La aplicación de la norma NCh433 para diseño sísmico en Curicó exige conocer no solo la respuesta dinámica del suelo sino también sus propiedades eléctricas, especialmente cuando se proyectan sistemas de puesta a tierra en subestaciones o plantas agroindustriales. Con la expansión frutícola hacia suelos de origen fluvioglacial al poniente de la Ruta 5, donde los niveles freáticos varían estacionalmente, un sondeo vertical eléctrico (SEV) entrega información que una calicata no alcanza a capturar en profundidad. En nuestro laboratorio ejecutamos perfiles de resistividad bajo norma NCh 3328, correlacionando los cambios de conductividad con la estratigrafía real del valle central. Para proyectos que además requieren conocer la rigidez del subsuelo a mayor escala, complementamos con ensayos MASW que permiten mapear la velocidad de onda de corte en los primeros 30 metros, dato indispensable para la clasificación sísmica del sitio.
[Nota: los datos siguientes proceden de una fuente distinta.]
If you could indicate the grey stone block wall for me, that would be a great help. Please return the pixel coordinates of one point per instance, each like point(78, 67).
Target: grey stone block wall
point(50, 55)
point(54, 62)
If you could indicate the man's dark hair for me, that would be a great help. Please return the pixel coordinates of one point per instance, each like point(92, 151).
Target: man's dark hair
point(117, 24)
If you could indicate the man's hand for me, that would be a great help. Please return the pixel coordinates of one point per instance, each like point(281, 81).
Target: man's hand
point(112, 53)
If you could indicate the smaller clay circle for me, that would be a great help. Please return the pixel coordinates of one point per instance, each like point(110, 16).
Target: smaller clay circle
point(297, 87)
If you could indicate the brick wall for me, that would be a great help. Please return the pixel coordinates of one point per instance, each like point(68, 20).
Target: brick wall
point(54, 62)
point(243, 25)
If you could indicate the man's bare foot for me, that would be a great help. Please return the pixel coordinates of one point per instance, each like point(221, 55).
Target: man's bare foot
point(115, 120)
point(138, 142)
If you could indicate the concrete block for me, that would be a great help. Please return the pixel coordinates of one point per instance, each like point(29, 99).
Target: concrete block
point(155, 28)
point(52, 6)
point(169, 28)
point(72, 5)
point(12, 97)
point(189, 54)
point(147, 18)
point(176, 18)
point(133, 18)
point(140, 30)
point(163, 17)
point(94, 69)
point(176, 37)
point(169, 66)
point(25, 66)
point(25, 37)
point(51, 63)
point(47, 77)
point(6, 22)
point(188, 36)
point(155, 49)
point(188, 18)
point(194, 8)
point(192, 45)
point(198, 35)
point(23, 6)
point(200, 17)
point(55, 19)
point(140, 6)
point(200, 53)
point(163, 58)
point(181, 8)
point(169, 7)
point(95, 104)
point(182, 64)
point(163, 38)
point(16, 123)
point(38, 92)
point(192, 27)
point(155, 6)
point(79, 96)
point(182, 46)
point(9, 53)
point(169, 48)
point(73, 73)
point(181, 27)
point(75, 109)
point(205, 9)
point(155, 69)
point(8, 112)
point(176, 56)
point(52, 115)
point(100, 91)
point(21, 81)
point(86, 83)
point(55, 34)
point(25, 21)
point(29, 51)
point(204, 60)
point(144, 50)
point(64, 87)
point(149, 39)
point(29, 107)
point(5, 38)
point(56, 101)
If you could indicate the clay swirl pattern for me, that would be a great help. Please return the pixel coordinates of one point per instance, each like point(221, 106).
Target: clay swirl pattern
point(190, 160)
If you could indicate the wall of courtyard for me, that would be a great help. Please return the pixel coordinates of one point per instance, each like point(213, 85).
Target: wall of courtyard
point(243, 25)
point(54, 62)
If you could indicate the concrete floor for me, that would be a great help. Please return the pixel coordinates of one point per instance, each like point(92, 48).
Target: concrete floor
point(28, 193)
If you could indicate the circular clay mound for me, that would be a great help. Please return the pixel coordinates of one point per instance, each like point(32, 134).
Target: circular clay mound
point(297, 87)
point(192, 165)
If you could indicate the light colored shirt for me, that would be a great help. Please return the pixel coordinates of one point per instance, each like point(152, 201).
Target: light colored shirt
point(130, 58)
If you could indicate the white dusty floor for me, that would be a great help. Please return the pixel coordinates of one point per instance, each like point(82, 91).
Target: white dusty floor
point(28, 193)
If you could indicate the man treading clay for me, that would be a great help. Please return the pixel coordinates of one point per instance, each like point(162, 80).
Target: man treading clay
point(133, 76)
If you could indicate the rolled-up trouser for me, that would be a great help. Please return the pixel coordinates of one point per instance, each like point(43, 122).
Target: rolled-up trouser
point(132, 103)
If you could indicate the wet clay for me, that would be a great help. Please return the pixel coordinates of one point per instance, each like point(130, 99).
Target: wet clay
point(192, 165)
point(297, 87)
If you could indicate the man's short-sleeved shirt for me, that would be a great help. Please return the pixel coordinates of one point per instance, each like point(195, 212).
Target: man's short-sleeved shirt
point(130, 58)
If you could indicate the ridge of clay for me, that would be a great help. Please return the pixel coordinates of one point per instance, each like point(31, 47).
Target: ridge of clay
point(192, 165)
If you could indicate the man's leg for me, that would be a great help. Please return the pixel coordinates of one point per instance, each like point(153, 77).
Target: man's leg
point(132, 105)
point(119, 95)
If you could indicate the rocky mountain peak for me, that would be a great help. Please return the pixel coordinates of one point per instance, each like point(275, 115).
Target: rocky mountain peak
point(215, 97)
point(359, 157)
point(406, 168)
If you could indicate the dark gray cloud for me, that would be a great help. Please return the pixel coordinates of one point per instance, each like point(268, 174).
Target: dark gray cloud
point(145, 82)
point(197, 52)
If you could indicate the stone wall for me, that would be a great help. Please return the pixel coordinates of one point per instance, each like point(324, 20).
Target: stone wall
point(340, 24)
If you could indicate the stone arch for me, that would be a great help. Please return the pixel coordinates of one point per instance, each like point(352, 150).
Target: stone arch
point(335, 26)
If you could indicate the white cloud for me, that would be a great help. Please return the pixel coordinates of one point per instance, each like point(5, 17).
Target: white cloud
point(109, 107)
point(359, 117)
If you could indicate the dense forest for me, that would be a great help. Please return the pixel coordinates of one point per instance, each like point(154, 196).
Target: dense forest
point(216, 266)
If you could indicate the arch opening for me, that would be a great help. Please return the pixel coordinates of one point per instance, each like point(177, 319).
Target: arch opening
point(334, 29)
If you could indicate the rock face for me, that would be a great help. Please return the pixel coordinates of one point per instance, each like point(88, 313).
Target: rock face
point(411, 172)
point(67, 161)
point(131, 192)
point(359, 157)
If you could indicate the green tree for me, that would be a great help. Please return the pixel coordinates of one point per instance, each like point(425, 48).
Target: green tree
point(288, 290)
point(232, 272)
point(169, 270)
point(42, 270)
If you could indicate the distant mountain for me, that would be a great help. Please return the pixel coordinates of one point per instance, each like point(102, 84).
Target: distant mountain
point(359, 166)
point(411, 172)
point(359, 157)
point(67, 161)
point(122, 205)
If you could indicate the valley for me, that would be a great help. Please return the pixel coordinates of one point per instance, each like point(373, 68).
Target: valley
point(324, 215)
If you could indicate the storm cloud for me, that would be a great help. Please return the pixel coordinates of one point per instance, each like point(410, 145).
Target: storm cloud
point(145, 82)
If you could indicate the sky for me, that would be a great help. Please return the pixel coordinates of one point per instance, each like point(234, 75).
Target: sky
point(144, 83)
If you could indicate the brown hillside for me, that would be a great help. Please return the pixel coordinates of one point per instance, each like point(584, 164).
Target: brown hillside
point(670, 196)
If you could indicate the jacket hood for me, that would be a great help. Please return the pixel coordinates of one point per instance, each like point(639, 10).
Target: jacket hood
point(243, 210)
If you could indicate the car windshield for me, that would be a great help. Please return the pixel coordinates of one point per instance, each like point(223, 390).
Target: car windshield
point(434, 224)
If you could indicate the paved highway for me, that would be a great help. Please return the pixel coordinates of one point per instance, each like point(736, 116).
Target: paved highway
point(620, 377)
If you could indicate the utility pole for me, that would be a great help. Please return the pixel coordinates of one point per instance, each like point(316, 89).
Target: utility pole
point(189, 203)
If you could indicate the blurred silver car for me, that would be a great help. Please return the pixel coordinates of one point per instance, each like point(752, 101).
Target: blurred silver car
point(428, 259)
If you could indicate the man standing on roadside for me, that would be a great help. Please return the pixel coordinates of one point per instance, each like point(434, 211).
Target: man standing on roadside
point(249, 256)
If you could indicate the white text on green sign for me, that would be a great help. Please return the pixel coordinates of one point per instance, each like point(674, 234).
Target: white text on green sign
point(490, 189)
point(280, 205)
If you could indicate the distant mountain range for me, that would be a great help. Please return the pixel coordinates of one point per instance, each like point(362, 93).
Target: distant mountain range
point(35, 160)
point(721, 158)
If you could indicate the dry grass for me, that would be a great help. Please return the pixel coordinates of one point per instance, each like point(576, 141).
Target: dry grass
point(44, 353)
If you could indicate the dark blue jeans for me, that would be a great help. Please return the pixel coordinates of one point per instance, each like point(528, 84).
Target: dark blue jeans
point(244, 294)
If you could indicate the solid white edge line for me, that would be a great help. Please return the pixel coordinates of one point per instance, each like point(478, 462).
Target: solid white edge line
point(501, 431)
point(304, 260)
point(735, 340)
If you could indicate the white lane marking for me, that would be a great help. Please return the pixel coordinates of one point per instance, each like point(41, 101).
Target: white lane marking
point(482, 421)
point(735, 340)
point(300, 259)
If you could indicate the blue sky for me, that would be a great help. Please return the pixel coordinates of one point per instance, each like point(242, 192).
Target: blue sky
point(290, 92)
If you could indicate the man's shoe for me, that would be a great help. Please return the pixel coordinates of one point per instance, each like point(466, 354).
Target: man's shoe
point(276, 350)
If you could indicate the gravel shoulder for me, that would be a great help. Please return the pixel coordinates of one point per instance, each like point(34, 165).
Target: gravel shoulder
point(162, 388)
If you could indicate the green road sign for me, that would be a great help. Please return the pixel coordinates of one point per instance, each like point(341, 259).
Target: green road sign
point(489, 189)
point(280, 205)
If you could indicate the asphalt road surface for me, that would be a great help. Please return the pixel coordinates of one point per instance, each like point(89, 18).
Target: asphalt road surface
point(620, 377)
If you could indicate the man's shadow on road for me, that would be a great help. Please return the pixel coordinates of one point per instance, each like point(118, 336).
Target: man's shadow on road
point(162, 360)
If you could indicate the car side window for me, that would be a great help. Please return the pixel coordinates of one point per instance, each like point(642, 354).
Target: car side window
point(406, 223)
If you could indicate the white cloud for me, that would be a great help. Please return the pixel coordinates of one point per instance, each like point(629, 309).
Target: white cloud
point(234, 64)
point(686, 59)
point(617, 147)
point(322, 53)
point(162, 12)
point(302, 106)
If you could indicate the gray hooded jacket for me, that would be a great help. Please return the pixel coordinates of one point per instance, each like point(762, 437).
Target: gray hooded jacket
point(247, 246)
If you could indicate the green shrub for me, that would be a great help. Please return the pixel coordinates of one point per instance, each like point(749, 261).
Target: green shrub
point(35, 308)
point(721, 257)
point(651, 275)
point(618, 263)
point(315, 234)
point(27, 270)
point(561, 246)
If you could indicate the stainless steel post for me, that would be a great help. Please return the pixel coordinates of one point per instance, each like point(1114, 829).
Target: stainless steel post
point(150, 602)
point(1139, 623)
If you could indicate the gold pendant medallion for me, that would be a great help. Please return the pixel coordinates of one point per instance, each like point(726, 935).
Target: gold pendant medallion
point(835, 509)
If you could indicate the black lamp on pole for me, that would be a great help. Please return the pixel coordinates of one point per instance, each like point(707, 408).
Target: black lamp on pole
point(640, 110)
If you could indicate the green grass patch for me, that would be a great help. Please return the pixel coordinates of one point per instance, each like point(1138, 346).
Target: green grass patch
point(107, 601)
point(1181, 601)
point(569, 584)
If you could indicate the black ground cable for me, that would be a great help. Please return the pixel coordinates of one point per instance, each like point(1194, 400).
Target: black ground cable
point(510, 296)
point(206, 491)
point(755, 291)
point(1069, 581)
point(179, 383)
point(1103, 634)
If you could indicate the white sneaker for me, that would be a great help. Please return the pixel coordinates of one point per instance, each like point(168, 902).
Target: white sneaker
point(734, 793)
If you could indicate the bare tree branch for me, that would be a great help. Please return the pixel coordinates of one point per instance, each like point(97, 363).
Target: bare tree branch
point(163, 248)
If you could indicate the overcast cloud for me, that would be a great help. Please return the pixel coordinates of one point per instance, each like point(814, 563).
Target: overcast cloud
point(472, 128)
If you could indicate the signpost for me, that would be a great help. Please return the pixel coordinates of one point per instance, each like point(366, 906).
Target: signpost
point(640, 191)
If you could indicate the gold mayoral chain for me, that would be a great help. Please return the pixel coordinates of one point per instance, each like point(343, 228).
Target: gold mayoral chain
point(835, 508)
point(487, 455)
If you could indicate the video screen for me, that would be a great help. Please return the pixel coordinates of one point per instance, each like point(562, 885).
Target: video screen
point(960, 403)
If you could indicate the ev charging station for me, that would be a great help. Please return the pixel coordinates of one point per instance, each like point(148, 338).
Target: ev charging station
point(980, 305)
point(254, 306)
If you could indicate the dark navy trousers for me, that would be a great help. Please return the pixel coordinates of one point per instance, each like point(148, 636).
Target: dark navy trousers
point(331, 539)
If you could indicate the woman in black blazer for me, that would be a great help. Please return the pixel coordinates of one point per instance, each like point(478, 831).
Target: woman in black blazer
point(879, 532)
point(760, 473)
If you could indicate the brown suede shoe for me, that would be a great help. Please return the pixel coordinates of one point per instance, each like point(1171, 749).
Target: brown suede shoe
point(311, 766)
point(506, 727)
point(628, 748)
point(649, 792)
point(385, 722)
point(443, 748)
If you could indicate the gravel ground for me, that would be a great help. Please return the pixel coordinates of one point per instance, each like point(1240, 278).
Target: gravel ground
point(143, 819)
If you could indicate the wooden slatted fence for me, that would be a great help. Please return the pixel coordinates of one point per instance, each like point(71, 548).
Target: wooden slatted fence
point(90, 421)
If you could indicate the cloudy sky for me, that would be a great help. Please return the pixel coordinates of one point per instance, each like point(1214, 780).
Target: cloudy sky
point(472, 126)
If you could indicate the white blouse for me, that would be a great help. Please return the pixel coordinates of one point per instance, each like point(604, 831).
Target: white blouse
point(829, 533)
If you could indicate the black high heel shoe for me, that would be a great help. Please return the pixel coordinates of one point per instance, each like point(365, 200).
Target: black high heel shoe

Un perfil SEV bien calibrado con perforación en Curicó te ahorra mover tierra de más y te anticipa si el agua va a ser un problema en la excavación.
Aspectos locales
Hace un par de temporadas, en un packing del sector de Sarmiento, la resistividad superficial del terreno dio valores arriba de 200 ohm-m sobre ceniza seca, pero a 5 metros caía a menos de 15 ohm-m por un lente de arcilla saturada. Si el cálculo de la malla de tierra se hubiera hecho solo con datos de tabla, la resistencia de puesta a tierra jamás habría cumplido con la NCh3171. La norma NCh2369 para instalaciones industriales es clara respecto a la necesidad de medir la resistividad in situ, y en Curicó la variabilidad de los suelos derivados de la Formación Curicó hace que cada predio sea distinto. No hacer el SEV implica arriesgarse a sobredimensionar o, peor aún, dejar una instalación eléctrica sin la seguridad que exige la Superintendencia de Electricidad y Combustibles, con el costo de reingeniería que eso conlleva una vez energizada la planta.
Preguntas comunes
¿Qué profundidad puede alcanzar un sondeo SEV en los suelos de Curicó?
En los suelos fluvioglaciales y laháricos de Curicó logramos profundidades de investigación de hasta 80 a 100 metros con un arreglo Schlumberger, siempre que exista contraste de resistividad entre las capas. La presencia de niveles freáticos someros ayuda a definir mejor los estratos conductores.
¿Cuánto cuesta un estudio de resistividad eléctrica en Curicó?
Un estudio de resistividad con SEV en la zona de Curicó se mueve entre $295.000 y $442.000, dependiendo de la cantidad de sondeos, la profundidad máxima requerida y la necesidad de correlacionar con calicatas o ensayos SPT.
¿Sirve el SEV para buscar agua subterránea en predios agrícolas?
Sí, es una aplicación clásica del método. En el valle de Curicó usamos el SEV para identificar acuíferos libres en depósitos fluviales del río Teno o Lontué. La resistividad baja (menor a 30 ohm-m) suele indicar sedimentos saturados, mientras que valores altos (>100 ohm-m) señalan material seco o roca firme en profundidad.
¿Qué normativa rige el diseño de la malla de tierra usando los datos del SEV?
Los datos de resistividad obtenidos mediante NCh 3328 se usan para diseñar la puesta a tierra según NCh3171:2010, que establece los valores máximos de resistencia admisible. En instalaciones industriales, también aplicamos las exigencias de la NCh2369.Of2003 para verificar que el sistema soporte las corrientes de falla sin poner en riesgo a las personas ni los equipos.